Assistimos nos últimos dias as "mais de 100 horas" de um seqüestro que não serviu mais do que para deixar claro o grau de espetacularização por que passa nossa sociedade. É a "sociedade do espetáculo", de que fala Guy Debord: "toda a vida das sociedades nas quais reinam as modernas condições de produção se apresenta como uma imensa acumulação de espetáculos."
E tudo não passou de um espetáculo. Terminando, claro, de forma espetacular, para agradar os olhos da nossa mídia, que ainda vai poder repercutir por vários dias, as investigações, os depoimentos, o trabalho da perícia, fazer reconstituições, tentar entrevistar esse ou aquele envolvido "em primeira mão", entrevistar especialistas, produzir reportagens sobre a doação de órgãos, criticar o trabalho da polícia, e encontrar uma maneira de enfiar política (como já começou a acontecer) nisso tudo.
Na sexta-feira vimos Fátima Bernardes "matar" Eloá e logo em seguida "reanimá-la" para todos os lares do Brasil que acompanhavam de perto, vidrados e horrorizados, os pormenores do caso.
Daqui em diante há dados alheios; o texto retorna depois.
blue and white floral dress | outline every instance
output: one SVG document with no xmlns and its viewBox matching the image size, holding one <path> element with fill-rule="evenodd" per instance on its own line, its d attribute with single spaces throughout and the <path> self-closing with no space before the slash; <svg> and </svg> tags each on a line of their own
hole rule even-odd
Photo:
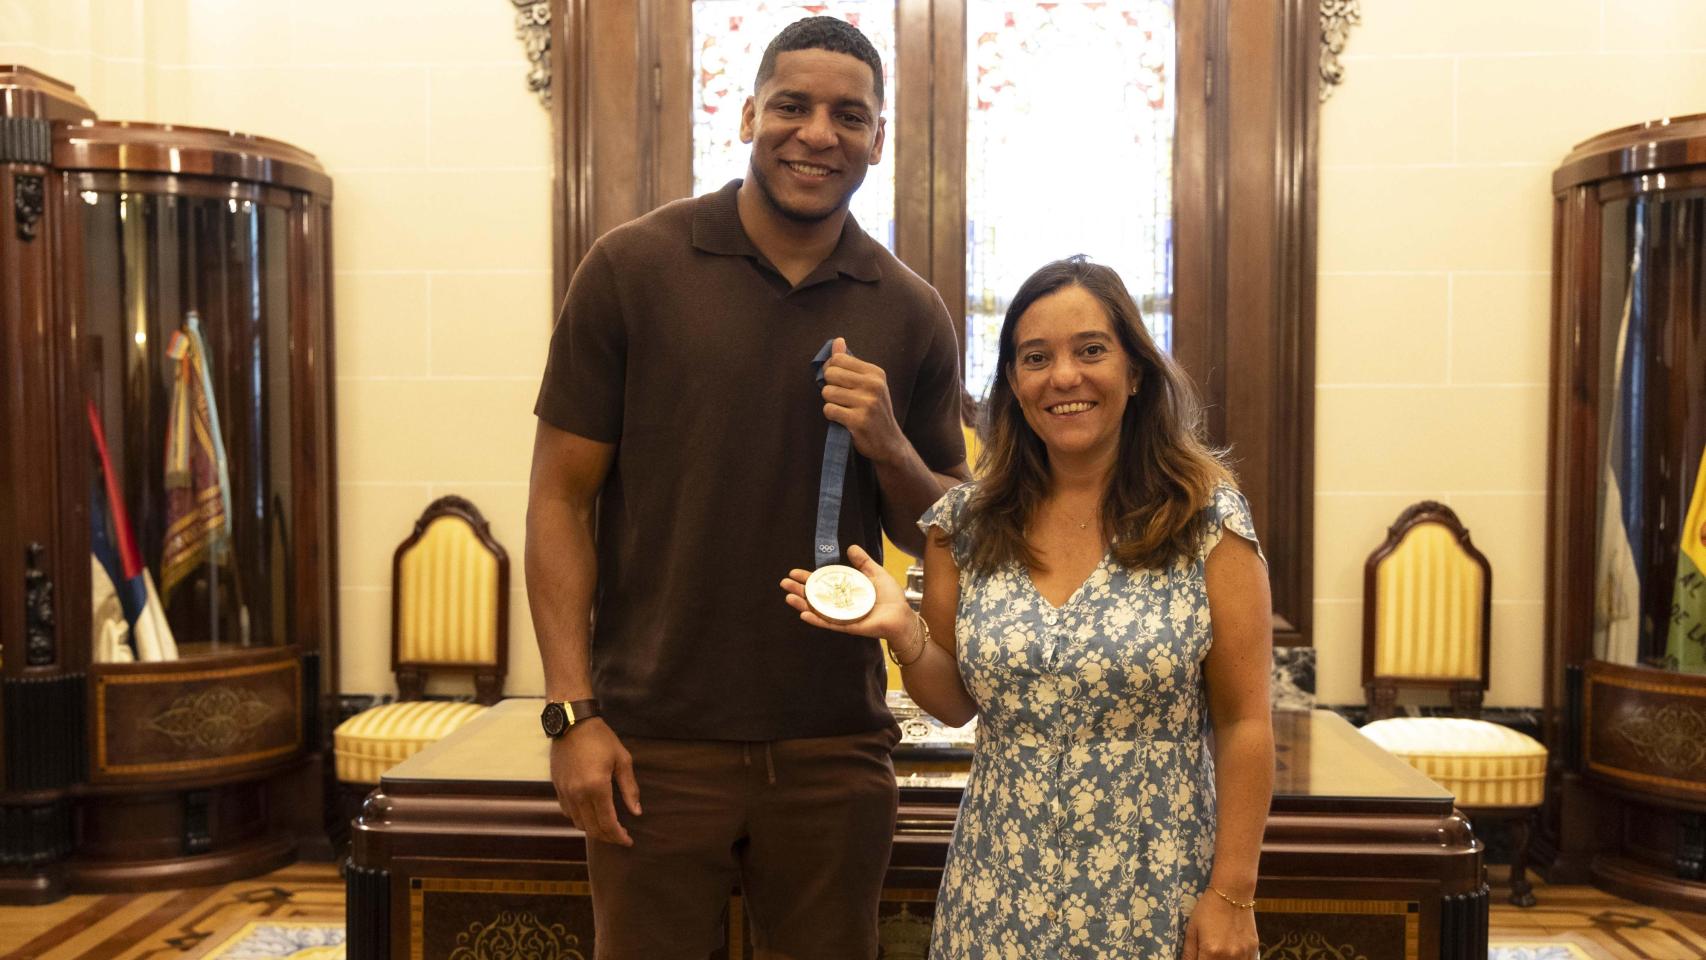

Foi a ânsia pelo "furo" que falou mais alto, numa informação errada passada por um assessor do Governo Estadual. E coitado do assessor: na GloboNews colocaram a informação na boca dele, sem ao menos terem a atitude (básica, contida em todos os manuais, cursos, livros e palestras sobre jornalismo) de checar a informação com mais uma ou duas fontes. É o lado negro da informação instantânea trazido pelas novas tecnologias.
É claro, este assessor também foi burro de não ter tomado o devido cuidado com uma informação tão valiosa, sobre um caso tão delicado. Em nenhum outro canal de TV a informação foi dada em esquema de plantão, mas, segundo contaram-me alguns colegas de profissão (curiosos como eu), na internet, grande parte dos portais de notícias "em tempo real" seguiram a informação da grande emissora de TV.
Por outro lado, vimos a mesma Rede Globo acertar em não se render ao sensacionalismo de outras TVs, que usaram o caso para ganhar audiência. Vide os pontos de vantagem que Brito Junior, e seu sensacionalismo disfarçado de trabalho a serviço da informação, obteve na manhã de sábado ao resumir seu variadíssimo programa na transmissão ao vivo do local do seqüestro. A Globo manteve sua grade, sem dar atenção exagerada e desnecessária ao caso. Até porque, como já sabemos, o seqüestrador acompanhava o noticiário e as informações atrapalhariam - como atrapalharam - o posicionamento dos policiais no local.
Vimos técnicos e jogadores de futebol comentando o caso, por conta de uma camisa de time pendurada na janela. Vimos uma competente apresentadora querer 'ciscar' em outra área e dar uma de negociadora, sem o mínimo preparo. Vimos que o próprio seqüestrador gostava da atenção da mídia, quando ele acendeu e apagou as luzes do apartamento ao ouvir o pedido de um outro apresentador.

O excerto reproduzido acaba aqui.